> WebGL worked perfectly fine without them

Except it didn't. In the GL programming model it's trivial to accidentially leak the wrong granular render state into the next draw call, unless you always reconfigure all states anyway (and in that case PSOs are strictly better, they just include too much state).

The basic idea of immutable state group objects is a good one, Vulkan 1.0 and D3D12 just went too far (while the state group granularity of D3D11 and Metal is just about right).

> Similarly, WebGPU could have done without that static binding mess.

This I agree with, pre-baked BindGroup objects were just a terrible idea right from the start, and AFAIK they are not even strictly necessary when targeting Vulkan 1.0.

There should be a better abstraction to solve the GL state leakage problem than PSOs. We end up with a combinatory explosion of PSOs when some states they abstract are essentially toggling some bits in a GPU register in no way coupled with the rest of the pipeline state.

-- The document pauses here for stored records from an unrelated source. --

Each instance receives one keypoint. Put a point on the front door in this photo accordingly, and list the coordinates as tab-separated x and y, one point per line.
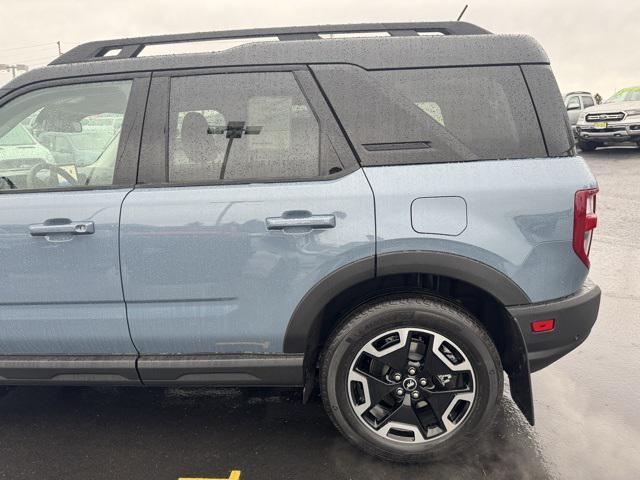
255	199
60	285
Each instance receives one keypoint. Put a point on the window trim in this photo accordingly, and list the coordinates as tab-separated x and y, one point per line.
153	167
128	150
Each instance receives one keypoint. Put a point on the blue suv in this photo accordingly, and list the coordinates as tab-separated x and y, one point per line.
397	218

That abstraction exists in D3D11 and to a lesser extent in Metal via smaller state-group-objects (for instance D3D11 splits the rende state into immutable objects for rasterizer-state, depth-stencil-state, blend-state and (vertex-)input-layout-state (not even needed anymore with vertex pulling).

Even if those state group objects don't match the underlying hardware directly they still reign in the combinatorial explosion dramatically and are more robust than the GL-style state soup.

AFAIK the main problem is state which needs to be compiled into the shader on some GPUs while other GPUs only have fixed-function hardware for the same state (for instance blend state).

> Except it didn't. In the GL programming model it's trivial to accidentially leak the wrong granular render state into the next draw call

This is where I think Vulkan and WebGPU are chasing the wrong goal: To make draw calls faster. What's even faster, however, is making fewer draw calls and that's something graphics devs can easily do when you provide them with tools like multi-draw. Preferably multi-draw that allows multiple different buffers. Doing so will naturally reduce costly state changes with little effort.

Agreed, this is the console approach with command buffers that get DMAed, and having more code on the GPU side.